Chestnuts and Revolutions
Wall Street Journal Europe
November 15, 2004
Editorial
Last February, these columns called for a "Chestnut Revolution" in Ukraine.
With Kiev's famous kashtany in mind, we suggested that this year's
presidential election, heading toward a dramatic climax next Sunday, was a
wonderful opportunity for an outbreak of popular democracy.
Soon after, this little chestnut took on a life of its own in Ukraine.
Pro-democracy activists fighting authoritarian President Leonid Kuchma
embraced Kashtanova Revolutsiya, or Chestnut Revolution, to mobilize
supporters ahead of the poll. The student wing of Rukh, a party which led
the fight for independence back in 1991, calls its Web site
www.kashtan.org.ua and its periodical carries that name. The Internet and
media are flush with references as opposition leader Viktor Yushchenko faces
off against Prime Minister Viktor Yanukovych in the run-off. Mr. Yushchenko
edged the Kuchma prot?©g?© in the first round Oct. 31.
"This looks like a revolutionary movement -- a 'Chestnut Revolution,' as
people say in Ukraine," Grazyna Staniszewska, a Polish member of the
European Parliament who's a monitor for Sunday's poll, told the European
Voice newspaper, comparing Ukraine today to Solidarity-era Poland. "What is
happening now is the triumph of democracy and the birth of civil society,
things that you can only dream of in Russia. . . . [The EU] must help the
Chestnut Revolution."
As any political slogan, the meaning of this one can be easily twisted.
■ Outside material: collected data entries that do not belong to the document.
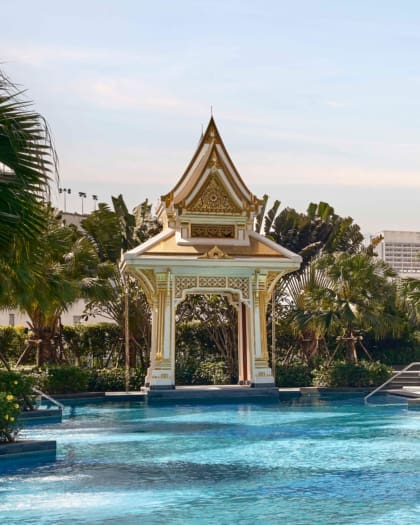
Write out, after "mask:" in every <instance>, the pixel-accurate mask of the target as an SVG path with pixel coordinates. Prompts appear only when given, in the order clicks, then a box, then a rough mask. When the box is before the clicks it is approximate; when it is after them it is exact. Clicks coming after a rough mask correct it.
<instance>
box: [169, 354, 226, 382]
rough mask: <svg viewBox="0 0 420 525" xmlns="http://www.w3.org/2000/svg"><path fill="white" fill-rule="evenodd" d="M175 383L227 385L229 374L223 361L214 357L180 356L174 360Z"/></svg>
mask: <svg viewBox="0 0 420 525" xmlns="http://www.w3.org/2000/svg"><path fill="white" fill-rule="evenodd" d="M175 377H176V383H177V384H179V385H227V384H229V383H230V378H229V374H228V372H227V369H226V363H225V362H224V361H220V360H217V359H215V358H207V359H204V360H203V359H200V358H199V357H197V356H191V355H190V356H182V357H181V356H180V357H179V358H177V360H176V371H175Z"/></svg>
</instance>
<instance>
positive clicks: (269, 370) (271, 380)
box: [251, 272, 274, 387]
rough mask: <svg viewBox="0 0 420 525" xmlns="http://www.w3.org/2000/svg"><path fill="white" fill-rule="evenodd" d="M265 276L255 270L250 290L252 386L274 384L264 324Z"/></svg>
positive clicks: (264, 318)
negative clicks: (252, 323) (253, 346)
mask: <svg viewBox="0 0 420 525" xmlns="http://www.w3.org/2000/svg"><path fill="white" fill-rule="evenodd" d="M266 278H267V275H266V274H264V273H261V272H256V273H255V277H254V283H253V291H252V320H253V337H252V341H253V343H254V352H253V353H252V354H251V355H252V357H253V359H252V375H251V384H252V386H255V387H257V386H274V377H273V374H272V371H271V368H270V367H269V366H268V350H267V326H266Z"/></svg>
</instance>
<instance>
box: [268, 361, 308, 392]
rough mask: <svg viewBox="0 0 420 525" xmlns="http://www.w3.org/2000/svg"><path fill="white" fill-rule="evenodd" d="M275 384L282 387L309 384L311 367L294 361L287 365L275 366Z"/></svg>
mask: <svg viewBox="0 0 420 525" xmlns="http://www.w3.org/2000/svg"><path fill="white" fill-rule="evenodd" d="M276 384H277V386H283V387H298V386H311V385H312V372H311V369H310V368H309V367H308V366H307V365H304V364H300V363H294V364H291V365H289V366H287V367H286V366H277V367H276Z"/></svg>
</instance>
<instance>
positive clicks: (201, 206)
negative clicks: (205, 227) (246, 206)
mask: <svg viewBox="0 0 420 525" xmlns="http://www.w3.org/2000/svg"><path fill="white" fill-rule="evenodd" d="M187 209H188V211H189V212H194V213H209V214H210V213H223V214H226V213H241V211H242V210H241V209H240V208H239V207H238V206H237V205H236V204H235V203H234V201H233V200H232V198H231V196H230V195H229V193H228V192H227V190H226V188H225V187H224V185H223V183H222V181H221V180H220V177H219V176H218V174H217V172H215V171H212V172H211V173H210V175H209V176H208V178H207V180H206V182H205V183H204V185H203V187H202V188H201V190H200V191H199V193H198V195H197V196H196V197H195V198H194V200H193V201H192V202H191V204H190V205H188V206H187Z"/></svg>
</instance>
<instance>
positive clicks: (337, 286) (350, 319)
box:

Arguing that the opposition would do anything to win, the Yanukovych
campaign committee last month appealed to President Kuchma "to take all
possible measures to prevent the implementation of 'Chestnut
Revolution-scenarios' and to ensure law and order during the election
process." According to independent election observers, the Kuchma government
did indeed take steps to help their man: Widespread fraud, state
intimidation of media and the harassment of opposition parties and groups
allegedly marred the first round vote.
Along with Ukraine's oligarchs, the Kremlin prays for a Yanukovych victory.
President Vladimir Putin found time Friday to make a second visit to Ukraine
in two weeks to campaign for the pro-Russian prime minister. To the
autocrats in Moscow, free elections next door pose a direct challenge to
their ways. Andrei Kokoshin, the head of the Russian Duma's CIS affairs
committee, earlier this month said: "I think we must not rule out an
attempted chestnut coup or a chestnut revolution."
The serendipitous, and ultimately irrelevant, origin of the phrase in our
pages fuels accusations that democracy in Ukraine is some sort of Western
conspiracy. Playing to public fears, the Yanukovych campaign claims that any
"revolution" would be bloody, as if this was 1917.
Let's be clear. In post-Soviet Europe, democratic revolutions have been
homegrown and peaceful -- from Czechoslovakia's 1989 Velvet to Georgia's
Rose Revolution last year. The assertion of popular sovereignty against
illegitimate rulers is the very opposite of a coup. This may be the year of
Ukraine's coming of age. Proving fatalists wrong, the presidential poll
energized the country, showing that democracy can flourish in this region.
Mr. Kuchma could try to rig the poll. Or the retiring president might
join -- rather than get swept up by -- the Chestnut Revolution.